Are routine tuberculosis programme data suitable to report on antiretroviral therapy use of HIV-infected tuberculosis patients?
1 Health Alliance International, Technical Assistance Unit, Maputo, Mozambique
2 Ministry of Health, National TB Programme, C.P. 264 Av. Eduardo Mondlane/Salvador Allende, Maputo, Republica de Moçambique
3 Ministry of Health, Provincial Health Directorate Manica Province, Chimoio, C.P. 264 Av. Eduardo Mondlane/Salvador Allende, Maputo, Republica de Moçambique
4 Independent chest physician, Maputo, Mozambique
5 Department of Global Health, Academic Medical Center, University of Amsterdam, Amsterdam Institute for Global Health and Development, Pietersbergweg 17, 1105 BM, Amsterdam, The Netherlands
6 KNCV Tuberculosis Foundation, Postbus 146, 2501 CC, The Hague, The Netherlands
BMC Research Notes 2013, 6:23 doi:10.1186/1756-0500-6-23Published: 18 January 2013
Antiretroviral therapy (ART) is lifesaving for HIV-infected tuberculosis (TB) patients. ART-use by these patients lag behind compared to HIV-testing and co-trimoxazole preventive therapy. TB programmes provide the data on ART-use by HIV-infected TB patients, however often the HIV services provide the ART. We evaluated whether the data on ART-use in the TB register were complete and correct. The timing of ART initiation was evaluated to assess whether reporting on ART-use could have happened with the TB case finding reporting. We collected data on TB treatment, HIV testing and ART for adult TB cases in 2007 from three TB clinics in Manica Province, Mozambique. These data on use of ART from TB registers were compared with those from the HIV services.

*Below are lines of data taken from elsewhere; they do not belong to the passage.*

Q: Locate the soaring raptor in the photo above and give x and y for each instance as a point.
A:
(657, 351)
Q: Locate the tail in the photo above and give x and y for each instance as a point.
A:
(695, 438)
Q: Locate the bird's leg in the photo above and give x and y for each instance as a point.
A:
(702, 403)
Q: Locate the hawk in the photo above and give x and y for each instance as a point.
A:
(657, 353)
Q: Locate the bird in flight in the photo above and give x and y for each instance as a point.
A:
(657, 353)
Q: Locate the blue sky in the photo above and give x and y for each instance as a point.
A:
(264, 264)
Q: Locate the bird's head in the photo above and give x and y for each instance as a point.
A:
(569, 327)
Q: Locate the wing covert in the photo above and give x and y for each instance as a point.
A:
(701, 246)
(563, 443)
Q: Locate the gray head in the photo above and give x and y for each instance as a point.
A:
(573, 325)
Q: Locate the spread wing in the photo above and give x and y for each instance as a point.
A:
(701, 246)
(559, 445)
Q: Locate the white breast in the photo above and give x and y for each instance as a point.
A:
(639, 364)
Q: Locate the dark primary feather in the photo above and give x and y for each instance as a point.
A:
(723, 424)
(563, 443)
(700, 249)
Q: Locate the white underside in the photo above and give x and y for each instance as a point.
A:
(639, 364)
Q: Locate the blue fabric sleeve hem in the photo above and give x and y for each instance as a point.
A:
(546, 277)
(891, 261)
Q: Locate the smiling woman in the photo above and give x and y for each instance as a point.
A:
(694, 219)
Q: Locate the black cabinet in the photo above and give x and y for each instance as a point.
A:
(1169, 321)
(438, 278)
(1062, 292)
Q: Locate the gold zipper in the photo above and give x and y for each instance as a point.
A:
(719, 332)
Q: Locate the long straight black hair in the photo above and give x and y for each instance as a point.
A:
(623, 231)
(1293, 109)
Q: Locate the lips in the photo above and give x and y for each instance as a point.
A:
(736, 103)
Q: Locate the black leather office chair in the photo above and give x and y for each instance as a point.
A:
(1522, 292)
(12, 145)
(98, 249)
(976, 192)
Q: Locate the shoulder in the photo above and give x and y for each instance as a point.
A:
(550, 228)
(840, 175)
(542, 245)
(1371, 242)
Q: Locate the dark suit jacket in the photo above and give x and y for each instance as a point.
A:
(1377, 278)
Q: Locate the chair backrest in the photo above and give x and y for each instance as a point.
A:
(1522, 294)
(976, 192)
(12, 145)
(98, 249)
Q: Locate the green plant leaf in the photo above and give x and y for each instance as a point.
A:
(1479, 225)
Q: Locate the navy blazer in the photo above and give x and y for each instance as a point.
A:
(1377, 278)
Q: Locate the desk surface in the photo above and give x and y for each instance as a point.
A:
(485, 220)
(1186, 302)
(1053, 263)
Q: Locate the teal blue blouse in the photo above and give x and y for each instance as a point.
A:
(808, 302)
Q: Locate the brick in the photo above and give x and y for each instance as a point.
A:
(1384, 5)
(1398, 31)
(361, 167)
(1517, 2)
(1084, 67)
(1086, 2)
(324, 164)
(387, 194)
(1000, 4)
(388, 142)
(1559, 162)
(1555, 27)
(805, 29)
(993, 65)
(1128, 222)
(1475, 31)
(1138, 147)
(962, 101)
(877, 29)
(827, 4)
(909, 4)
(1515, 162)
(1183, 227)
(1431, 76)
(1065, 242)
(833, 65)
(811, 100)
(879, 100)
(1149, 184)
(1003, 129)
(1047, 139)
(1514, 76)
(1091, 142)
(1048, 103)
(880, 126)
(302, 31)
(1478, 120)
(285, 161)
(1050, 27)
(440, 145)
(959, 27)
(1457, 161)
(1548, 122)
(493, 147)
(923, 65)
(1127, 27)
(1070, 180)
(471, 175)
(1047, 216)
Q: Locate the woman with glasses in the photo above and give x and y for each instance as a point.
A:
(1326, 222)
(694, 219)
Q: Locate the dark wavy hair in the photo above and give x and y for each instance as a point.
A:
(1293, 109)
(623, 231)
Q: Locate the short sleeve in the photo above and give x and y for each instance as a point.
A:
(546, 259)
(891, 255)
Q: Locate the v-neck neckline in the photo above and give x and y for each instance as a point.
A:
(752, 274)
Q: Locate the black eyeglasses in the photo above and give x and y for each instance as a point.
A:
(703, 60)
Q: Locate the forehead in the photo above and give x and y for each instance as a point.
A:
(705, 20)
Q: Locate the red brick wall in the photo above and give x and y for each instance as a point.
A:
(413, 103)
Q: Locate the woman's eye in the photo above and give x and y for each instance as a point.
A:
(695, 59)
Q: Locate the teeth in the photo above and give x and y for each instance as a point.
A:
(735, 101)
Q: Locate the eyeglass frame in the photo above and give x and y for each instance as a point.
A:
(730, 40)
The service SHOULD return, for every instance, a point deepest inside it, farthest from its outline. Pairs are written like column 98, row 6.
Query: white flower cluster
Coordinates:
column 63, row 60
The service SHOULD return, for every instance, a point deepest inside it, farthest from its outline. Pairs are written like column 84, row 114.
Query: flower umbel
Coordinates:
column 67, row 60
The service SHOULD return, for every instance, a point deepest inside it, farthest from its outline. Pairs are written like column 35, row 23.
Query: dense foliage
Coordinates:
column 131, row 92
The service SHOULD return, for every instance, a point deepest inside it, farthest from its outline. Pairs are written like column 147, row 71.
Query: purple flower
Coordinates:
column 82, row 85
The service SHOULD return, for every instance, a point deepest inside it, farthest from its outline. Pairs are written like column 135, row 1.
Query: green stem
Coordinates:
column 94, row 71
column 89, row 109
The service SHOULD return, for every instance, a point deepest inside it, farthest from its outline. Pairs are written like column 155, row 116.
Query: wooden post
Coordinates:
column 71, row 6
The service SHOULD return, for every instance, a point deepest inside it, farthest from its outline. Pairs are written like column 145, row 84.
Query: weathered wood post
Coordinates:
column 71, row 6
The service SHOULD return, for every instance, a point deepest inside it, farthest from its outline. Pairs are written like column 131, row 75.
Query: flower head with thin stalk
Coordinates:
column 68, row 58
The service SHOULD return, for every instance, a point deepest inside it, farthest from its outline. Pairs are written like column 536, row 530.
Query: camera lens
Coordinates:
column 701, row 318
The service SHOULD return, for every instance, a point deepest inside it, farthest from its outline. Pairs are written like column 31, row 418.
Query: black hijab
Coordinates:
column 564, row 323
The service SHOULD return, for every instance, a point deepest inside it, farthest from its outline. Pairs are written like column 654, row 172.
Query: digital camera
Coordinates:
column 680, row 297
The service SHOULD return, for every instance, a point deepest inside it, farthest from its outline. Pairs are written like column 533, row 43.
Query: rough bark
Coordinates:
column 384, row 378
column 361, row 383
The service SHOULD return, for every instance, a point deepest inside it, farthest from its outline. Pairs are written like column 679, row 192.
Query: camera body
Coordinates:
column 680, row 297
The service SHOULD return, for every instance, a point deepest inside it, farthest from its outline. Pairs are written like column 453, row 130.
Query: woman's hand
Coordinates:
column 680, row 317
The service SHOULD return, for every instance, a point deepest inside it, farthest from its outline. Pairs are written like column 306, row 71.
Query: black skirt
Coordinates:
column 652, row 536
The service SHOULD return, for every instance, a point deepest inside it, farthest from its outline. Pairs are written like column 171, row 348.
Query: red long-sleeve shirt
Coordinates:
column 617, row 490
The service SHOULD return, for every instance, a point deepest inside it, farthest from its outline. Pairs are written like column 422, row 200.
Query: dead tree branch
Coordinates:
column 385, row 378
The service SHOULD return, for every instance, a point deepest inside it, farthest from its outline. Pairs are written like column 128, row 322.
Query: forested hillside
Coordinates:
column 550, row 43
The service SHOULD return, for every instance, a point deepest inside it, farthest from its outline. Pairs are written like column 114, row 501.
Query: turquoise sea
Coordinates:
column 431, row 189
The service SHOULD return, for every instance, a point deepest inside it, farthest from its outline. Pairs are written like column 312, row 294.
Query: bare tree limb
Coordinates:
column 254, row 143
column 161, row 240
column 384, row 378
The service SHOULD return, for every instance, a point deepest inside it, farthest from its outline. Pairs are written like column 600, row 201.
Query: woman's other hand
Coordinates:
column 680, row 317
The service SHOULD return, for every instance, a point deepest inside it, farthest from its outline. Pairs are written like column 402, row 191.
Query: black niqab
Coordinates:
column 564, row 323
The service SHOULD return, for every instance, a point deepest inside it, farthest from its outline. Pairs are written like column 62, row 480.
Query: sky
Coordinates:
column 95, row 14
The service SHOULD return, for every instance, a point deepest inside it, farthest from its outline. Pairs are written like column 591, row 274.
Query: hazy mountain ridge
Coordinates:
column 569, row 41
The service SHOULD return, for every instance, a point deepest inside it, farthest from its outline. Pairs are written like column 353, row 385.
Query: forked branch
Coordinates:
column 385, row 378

Of 628 patients included, 504 (81%) were tested and of these 356 (71%) were HIV-infected. Of the co-infected patients, 81% registered with the HIV services in the same facility. The TB register was correct on ART-use in 73% of co-infected cases and complete in 74%. Information on ART-use could have been reported with the TB case finding reports in 56% of co-infected patients.
The TB register is reasonably correct and complete on ART-use. However, the HIV patient record seems a much better source to provide this information. Reporting on ART-use at the end of the quarter in which TB treatment starts provides the programme with timely but incomplete information. A more complete but less timely picture is available after a year.